Obviously Californian’s budget needs all the help it can get but it looks like it's business as usual in Sacramento. For instance, an upcoming ballot measure sponsored by a career politician would baffle anyone that truly understands the mess California is in. The so-called California Cancer Research Act coming before voters in June, asks California voters to raise taxes by nearly $1 billion for a whole new perpetual bureaucracy. That is unacceptable to voters. Maddeningly this new program doesn't even guarantee that the money will be spent in the state! Apparently former state Sen. Pro Tem Don Perata, the career politician pushing the measure, thinks Californians who already paying some of the highest taxes in the nation should reach deeper into their pockets just to potentially send that money across state lines to benefit others. And all the while the budget for the education for those same taxpayer's kids is about to be slashed.

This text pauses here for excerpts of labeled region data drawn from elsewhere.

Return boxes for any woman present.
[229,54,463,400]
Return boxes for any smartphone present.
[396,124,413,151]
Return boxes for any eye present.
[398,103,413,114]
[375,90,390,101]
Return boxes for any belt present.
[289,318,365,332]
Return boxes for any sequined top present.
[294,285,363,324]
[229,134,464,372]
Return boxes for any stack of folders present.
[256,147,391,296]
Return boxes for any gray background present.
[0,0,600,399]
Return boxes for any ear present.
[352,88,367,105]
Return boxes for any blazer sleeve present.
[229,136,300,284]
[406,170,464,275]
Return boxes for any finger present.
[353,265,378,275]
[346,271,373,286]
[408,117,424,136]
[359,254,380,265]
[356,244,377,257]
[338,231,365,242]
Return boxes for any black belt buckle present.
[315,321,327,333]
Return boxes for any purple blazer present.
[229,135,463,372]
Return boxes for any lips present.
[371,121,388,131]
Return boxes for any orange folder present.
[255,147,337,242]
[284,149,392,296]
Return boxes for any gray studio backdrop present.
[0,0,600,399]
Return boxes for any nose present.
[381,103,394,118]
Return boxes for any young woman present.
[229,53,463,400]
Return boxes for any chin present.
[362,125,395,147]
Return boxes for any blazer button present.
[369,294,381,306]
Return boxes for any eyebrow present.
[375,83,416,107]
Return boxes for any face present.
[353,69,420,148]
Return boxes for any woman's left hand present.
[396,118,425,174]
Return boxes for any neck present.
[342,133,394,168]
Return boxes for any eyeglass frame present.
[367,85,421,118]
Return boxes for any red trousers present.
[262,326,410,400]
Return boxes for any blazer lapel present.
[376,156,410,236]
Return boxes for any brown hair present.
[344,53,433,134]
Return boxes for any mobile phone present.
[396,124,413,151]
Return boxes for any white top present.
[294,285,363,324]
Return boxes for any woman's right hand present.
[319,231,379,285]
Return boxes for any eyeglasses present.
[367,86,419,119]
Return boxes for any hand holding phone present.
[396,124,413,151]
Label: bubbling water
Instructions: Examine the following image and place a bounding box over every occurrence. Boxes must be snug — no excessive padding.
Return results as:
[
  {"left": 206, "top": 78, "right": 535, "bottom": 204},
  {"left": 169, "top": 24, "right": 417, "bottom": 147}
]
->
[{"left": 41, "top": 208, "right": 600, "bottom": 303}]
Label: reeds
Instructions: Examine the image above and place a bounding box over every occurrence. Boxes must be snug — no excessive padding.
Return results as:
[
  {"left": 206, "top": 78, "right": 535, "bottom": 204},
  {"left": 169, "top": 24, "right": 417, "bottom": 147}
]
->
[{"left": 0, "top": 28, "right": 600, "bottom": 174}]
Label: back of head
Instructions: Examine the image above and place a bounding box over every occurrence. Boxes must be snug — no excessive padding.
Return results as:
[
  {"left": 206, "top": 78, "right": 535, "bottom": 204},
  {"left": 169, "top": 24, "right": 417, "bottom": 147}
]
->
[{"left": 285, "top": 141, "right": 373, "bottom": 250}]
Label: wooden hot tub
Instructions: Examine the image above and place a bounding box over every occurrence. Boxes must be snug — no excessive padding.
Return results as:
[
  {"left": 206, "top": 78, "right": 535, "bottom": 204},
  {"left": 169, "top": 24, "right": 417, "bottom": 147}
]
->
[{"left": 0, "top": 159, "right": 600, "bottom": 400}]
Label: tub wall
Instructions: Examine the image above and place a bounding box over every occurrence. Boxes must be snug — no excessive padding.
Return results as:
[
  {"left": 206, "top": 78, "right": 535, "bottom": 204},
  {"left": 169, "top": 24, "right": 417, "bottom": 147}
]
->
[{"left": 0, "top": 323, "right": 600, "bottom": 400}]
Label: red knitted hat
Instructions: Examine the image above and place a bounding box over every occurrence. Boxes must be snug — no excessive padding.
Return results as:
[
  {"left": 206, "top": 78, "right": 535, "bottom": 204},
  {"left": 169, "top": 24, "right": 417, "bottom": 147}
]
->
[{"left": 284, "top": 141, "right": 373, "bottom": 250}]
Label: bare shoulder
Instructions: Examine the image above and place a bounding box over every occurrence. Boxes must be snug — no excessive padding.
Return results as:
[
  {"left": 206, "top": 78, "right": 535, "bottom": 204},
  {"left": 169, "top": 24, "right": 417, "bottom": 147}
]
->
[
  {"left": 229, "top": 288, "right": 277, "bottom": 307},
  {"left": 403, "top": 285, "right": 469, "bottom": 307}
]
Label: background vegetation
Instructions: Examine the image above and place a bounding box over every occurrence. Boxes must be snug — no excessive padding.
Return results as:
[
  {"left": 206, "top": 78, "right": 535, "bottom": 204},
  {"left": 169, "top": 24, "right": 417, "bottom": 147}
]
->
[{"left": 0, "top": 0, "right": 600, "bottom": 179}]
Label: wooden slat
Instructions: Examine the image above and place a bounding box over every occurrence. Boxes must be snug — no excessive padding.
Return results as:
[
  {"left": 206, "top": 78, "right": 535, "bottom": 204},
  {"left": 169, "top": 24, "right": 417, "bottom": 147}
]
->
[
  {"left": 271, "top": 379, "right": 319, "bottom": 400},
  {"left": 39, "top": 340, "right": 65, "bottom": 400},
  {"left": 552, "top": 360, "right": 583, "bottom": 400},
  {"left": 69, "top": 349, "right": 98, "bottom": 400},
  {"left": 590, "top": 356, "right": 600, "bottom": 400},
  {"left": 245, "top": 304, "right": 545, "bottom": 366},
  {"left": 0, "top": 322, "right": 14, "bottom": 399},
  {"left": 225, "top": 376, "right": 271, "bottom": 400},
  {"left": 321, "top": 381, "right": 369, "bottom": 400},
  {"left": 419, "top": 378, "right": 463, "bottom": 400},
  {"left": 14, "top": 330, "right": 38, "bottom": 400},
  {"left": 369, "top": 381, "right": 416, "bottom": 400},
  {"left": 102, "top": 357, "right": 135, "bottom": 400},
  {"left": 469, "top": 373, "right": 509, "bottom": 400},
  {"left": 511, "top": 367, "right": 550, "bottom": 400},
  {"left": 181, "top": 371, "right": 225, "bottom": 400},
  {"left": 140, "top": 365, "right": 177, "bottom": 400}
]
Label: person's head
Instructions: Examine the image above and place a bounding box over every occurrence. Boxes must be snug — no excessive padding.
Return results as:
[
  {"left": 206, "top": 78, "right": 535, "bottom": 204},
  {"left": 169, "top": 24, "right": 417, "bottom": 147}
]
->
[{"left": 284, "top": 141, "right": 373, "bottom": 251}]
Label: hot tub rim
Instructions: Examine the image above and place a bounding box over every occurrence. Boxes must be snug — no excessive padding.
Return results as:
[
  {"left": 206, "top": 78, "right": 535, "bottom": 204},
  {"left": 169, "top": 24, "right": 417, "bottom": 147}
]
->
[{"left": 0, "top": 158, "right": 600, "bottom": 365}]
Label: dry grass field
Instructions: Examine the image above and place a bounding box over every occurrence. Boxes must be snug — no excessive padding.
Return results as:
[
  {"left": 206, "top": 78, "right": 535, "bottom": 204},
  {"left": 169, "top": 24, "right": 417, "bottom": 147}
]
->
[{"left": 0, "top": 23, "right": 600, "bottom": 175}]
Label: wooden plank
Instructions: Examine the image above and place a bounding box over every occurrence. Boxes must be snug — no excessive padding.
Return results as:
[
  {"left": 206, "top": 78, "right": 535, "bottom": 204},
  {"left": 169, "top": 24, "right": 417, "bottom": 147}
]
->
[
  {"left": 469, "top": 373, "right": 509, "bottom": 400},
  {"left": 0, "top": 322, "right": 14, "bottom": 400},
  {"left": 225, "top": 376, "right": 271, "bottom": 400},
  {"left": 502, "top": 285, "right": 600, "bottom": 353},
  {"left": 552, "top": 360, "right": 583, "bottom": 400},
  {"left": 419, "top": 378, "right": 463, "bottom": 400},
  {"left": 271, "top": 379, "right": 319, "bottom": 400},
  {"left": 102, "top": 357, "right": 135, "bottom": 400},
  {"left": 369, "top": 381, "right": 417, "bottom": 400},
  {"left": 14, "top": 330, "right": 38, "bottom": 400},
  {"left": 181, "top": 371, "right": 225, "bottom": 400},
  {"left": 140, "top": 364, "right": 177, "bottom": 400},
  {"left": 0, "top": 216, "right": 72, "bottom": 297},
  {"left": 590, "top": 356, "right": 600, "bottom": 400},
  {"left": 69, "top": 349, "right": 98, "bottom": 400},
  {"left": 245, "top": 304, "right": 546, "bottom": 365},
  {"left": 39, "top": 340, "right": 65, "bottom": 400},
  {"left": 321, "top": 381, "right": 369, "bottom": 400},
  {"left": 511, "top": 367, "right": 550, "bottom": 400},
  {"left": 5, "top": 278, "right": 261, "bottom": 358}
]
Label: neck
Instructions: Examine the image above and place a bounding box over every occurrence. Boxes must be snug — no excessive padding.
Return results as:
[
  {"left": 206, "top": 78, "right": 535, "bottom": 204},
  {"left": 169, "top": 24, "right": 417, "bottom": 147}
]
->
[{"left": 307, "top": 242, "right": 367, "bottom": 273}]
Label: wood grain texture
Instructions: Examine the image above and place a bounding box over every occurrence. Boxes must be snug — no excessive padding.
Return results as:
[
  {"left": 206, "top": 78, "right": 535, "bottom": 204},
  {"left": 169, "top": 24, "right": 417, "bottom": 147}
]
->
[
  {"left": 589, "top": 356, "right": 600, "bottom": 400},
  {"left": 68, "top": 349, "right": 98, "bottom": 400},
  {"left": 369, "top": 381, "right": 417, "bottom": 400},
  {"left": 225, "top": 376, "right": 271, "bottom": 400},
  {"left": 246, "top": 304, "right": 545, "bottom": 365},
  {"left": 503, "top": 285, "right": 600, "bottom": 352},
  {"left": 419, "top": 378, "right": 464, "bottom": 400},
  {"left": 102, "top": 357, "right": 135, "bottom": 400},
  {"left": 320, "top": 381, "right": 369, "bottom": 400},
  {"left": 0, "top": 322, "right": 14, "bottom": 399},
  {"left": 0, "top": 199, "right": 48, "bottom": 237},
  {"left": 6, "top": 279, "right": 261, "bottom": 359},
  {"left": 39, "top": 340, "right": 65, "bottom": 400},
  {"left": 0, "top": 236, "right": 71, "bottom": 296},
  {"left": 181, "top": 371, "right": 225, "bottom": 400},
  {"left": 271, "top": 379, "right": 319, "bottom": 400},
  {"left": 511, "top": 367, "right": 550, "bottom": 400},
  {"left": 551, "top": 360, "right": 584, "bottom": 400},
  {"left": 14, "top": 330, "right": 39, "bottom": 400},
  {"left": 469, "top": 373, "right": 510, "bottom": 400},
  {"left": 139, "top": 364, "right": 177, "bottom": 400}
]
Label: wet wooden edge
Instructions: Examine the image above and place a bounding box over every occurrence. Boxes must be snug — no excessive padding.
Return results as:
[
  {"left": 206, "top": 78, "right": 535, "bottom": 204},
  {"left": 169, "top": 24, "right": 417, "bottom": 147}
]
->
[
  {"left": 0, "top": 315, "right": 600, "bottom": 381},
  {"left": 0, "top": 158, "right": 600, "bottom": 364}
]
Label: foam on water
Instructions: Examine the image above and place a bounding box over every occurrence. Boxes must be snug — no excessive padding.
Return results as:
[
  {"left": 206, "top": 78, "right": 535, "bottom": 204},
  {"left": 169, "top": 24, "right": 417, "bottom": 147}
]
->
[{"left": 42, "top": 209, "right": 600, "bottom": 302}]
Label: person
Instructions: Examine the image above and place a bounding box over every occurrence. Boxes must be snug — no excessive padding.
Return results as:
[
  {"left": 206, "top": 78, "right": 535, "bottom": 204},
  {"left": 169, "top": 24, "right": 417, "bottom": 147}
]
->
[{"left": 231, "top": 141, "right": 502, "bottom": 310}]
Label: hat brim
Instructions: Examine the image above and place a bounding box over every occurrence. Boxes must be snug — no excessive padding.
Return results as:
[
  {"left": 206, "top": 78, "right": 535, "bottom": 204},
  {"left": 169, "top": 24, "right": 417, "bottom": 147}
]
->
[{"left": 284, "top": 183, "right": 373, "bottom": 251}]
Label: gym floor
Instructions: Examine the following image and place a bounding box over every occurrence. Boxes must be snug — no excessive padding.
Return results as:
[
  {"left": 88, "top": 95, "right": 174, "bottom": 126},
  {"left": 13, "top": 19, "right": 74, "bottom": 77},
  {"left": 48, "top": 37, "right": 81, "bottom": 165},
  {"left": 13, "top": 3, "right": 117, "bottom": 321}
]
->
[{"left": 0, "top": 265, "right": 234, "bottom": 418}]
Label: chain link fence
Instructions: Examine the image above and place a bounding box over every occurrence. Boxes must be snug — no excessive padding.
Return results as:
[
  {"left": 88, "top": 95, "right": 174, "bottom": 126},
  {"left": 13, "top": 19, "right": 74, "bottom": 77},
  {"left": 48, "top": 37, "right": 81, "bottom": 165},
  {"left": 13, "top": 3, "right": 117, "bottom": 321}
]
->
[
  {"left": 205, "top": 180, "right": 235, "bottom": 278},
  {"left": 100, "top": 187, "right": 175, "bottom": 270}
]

So, what is the "solution" proposed by Democrats in Sacramento? Raise taxes, of course.
"Today's numbers make it clear that the state's first priority must be to get to the ballot in November and raise needed revenues to avoid any more damage to Californians," said Senate President Pro Tem Darrell Steinberg, D-Sacramento. "The notion of cutting deeper into education, public safety and services for those in need is unthinkable. I imagine an overwhelming majority of Californians agree."
The "damage" to Californians is not too little "revenue" (the Democrat's favorite new word for high taxes) being raised. It's waste and abuse coming right out of our state houses and Washington.
Raising taxes during record unemployment and massive budget deficits and creating whole new bureaucracies when government is already strangling the state just to potentially ship the money out of state is exactly the sort of dysfunctional thinking that got California into the mess it’s in today.